Arrest warrant issued for van der Sloot after woman’s death
A young Dutchman previously arrested in the 2005 disappearance of Alabama teen Natalee Holloway is the prime suspect in a weekend murder of a Peruvian woman, police said Wednesday.
Joran van der Sloot is being sought in the Sunday killing of 21-year-old Stephany Flores in a Lima hotel, Criminal police chief Gen. Cesar Guardia told a news conference. He said the suspect fled the country the next day by land to Chile.
The Dutch government said Interpol has issued an international arrest warrant for Van der Sloot.
Guardia said the 22-year-old Dutchman, who was in the country for a poker tournament, appears with the young woman in a video taken at a Lima casino early Sunday.
The victim’s father, Ricardo Flores, told reporters she was killed about 8 a.m. in a hotel room in the upscale Miraflores neighborhood that was splattered with blood, indicating a struggle.
El Comercio newspaper in Lima reported that Flores was stabbed. Her father is a businessman and race car driver.
The killing occurred exactly five years after the May 30, 2005, disappearance of Holloway in Aruba, a Dutch Caribbean island.
“We have an interview with a worker at the hotel who says she saw this foreigner with the victim enter his room,” said Guardia.
Van der Sloot left Peru on Monday, Guardia said, according to an immigration registry. He had been staying at the hotel since May 14 and checked out on Sunday four hours after he arrived there with the victim, the police general added.
A document obtained by NBC News from Peru’s Dirección General de Migraciones states that Van Der Sloot left Peru on Monday via land to Chile at 1:42 p.m. local time. The document also states he arrived in Peru via Colombia on an Avianca flight on May 14.

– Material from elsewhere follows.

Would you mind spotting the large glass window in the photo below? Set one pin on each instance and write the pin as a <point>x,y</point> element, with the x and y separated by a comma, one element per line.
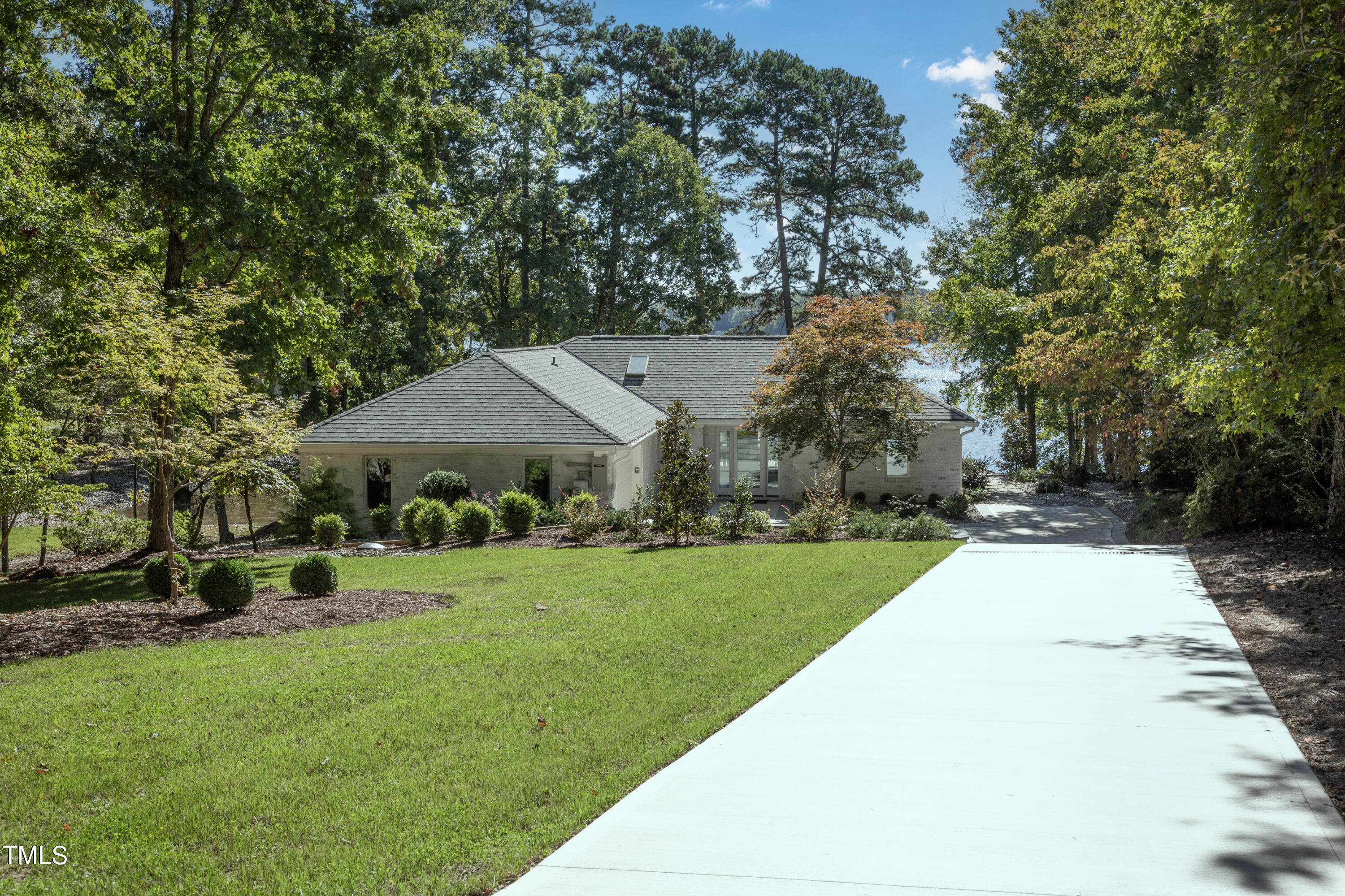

Interpol has issued an international arrest warrant for Van der Sloot, Dutch Foreign Ministry spokesman Bengt van Loosdrecht told The Associated Press in The Netherlands.
He cited as his sources Peruvian police and the Dutch Embassy in Lima. The embassy’s head of consular affairs, Angela Lowe, told the AP she could not comment on the case.
An attorney for Van der Sloot in New York City, Joe Tacopina, said he did not know his client’s whereabouts and has not been in touch with him since the Peru allegations emerged.
Tacopina cautioned against a rush to judgment.
“Joran van der Sloot has been falsely accused of murder once before. The fact is he wears a bull’s-eye on his back now and he is a quote-unquote usual suspect when it comes to allegations of foul play,” Tacopina said.
Van der Sloot was twice arrested but later released for lack of evidence in the 2005 disappearance of Holloway, who was on a high school graduation trip to the Caribbean island.
No trace of her has been found and van der Sloot remains the main suspect in the case, said Ann Angela, spokeswoman for the Aruba prosecutor’s office.
Sad anniversary for Natalee Holloway’s mom
May 30: Beth Holloway tells TODAY she isn’t giving up on her quest to find out what happened to her daughter.
“What’s happening now is incredible,” she said. “At this moment we don’t have anything to do with it, but we are following the case with great interest and if Peruvian authorities would need us, we are here.”
Van der Sloot’s late father was a prominent judge in Aruba.
The mystery of Holloway’s disappearance has garnered wide attention on television and in newspapers in Europe and the United States.
Holloway, 18, of Mountain Brook, Ala., was last seen in public leaving a bar on Aruba with van der Sloot and two Surinamese brothers — Deepak and Satish Kalpoe — hours before she was due to board a flight home from the school trip.
Two years ago, a Dutch television crime reporter captured hidden-camera footage of Van der Sloot saying he was with Holloway when she collapsed on a beach, drunk. He said he believed she was dead and asked a friend to dump her body in the sea.
Judges subsequently refused to arrest van der Sloot on the basis of the tape.
Chief prosecutor Peter Blanken told NBC News in February that the suspect’s story was “very unbelievable,” and no charges followed the confession.
“The locations, names and times he gave just did not make sense,” Blanken told NBC News.
The Dutch newspaper De Telegraaf quoted Blanken as saying that van der Sloot’s statement was “held together by lies and fantasy.”
The interview was not aired by German broadcaster RTL because of doubts about whether van der Sloot was telling the truth, Blanken added.
Van der Sloot claimed that Holloway had died accidentally and insisted that he did not kill her, Blanken said.